Saturday, November 13, 2010

Little Tom And His Short Temper

I was ordering my iced venti decaf soy latte the other morning when I heard the distinctive sounds of smooching and kanoodling behind me. I turned around to see the source of the PDA (public display of affection) and what I saw will be seared into my memory for all eternity: a tall redhead with a nose ring embraced in a lip-locked death match with a leathered-out biker dude who was – no joke – a good eight inches shorter than she. Picture Nicole Kidman making out with Gary Coleman and you're in the right ballpark.
I have lived in Southern California for my whole life and that means I have had to see a lot of really weird shit and a lot of really strange people. I once saw a kid pull his glass eye out of his head, put it in his mouth to clean it off and then pop it back into his eye socket. I was once browsing in a sex shop (for the articles, of course) when a 400-pound woman with a purple Mohawk and a tongue stud, an employee of the establishment, walked over and asked me if I had any questions about the merchandise. I played pool in a bar one time against a guy who had iron cross tattoos on his face. On his fucking face!
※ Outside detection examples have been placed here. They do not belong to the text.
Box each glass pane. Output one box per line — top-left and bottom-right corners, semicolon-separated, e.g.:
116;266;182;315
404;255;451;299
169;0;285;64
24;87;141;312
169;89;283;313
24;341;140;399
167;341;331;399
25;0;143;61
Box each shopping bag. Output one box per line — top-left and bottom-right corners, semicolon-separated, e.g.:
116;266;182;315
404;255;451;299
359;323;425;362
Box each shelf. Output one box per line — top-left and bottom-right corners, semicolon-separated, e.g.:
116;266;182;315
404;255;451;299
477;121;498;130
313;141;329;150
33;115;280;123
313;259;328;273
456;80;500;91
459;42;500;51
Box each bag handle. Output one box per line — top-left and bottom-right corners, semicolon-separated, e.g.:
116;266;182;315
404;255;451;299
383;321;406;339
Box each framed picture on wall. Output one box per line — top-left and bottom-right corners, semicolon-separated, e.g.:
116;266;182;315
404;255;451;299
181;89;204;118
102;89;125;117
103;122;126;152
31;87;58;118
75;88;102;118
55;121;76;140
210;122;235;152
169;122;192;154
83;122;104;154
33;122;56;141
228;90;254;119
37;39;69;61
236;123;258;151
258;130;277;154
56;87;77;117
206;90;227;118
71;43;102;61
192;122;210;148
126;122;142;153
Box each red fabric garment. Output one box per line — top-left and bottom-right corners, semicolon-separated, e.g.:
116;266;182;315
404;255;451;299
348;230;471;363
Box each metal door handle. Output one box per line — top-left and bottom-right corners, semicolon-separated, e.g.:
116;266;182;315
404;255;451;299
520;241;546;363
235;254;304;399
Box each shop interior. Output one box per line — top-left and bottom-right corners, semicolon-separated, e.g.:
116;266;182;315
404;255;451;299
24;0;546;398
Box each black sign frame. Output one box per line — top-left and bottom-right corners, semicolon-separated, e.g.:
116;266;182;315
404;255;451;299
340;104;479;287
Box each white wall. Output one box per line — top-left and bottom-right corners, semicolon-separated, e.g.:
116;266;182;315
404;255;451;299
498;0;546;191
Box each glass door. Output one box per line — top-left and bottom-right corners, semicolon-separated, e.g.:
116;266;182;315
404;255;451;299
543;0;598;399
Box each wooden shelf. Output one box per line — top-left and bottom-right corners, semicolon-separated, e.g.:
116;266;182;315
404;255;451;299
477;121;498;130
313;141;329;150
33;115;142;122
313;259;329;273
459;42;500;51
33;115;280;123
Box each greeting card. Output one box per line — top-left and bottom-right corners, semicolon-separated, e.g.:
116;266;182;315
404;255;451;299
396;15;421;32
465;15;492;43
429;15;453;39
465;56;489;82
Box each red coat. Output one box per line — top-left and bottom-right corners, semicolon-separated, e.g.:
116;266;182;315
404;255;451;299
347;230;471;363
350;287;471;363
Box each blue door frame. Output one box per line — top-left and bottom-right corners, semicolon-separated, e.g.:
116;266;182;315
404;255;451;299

Yet in spite of the daily parade of freaks and weirdos and outcasts that has passed in front of me, I have never before seen a guy who was so completely dwarfed by his girlfriend. His head was looking straight up at her and hers was straight down at him. And they were kissing and holding hands and crushing on each other like minxes.

You know what came next, of course: suppressed laughter. It was as if someone had farted in church.

The barista who was taking my money saw the look on my face and we both looked away from one another immediately. Eye contact would have unleashed a torrent of laughter neither of us could have stopped. We didn’t want to make a scene.

So I got my receipt and stepped aside while they made my coffee and you know what came next, of course: that little bastard order chocolate milk. Chocolate fucking milk!

Well, at this point I just lost it. And the barista lost it. And the guy who was reading the Wall Street Journal in the big, cushy brown chair lost it. And the three teenagers immersed in their before-school bible study lost it. And the little chocolate milk guy looked around, wondering what everyone was laughing about.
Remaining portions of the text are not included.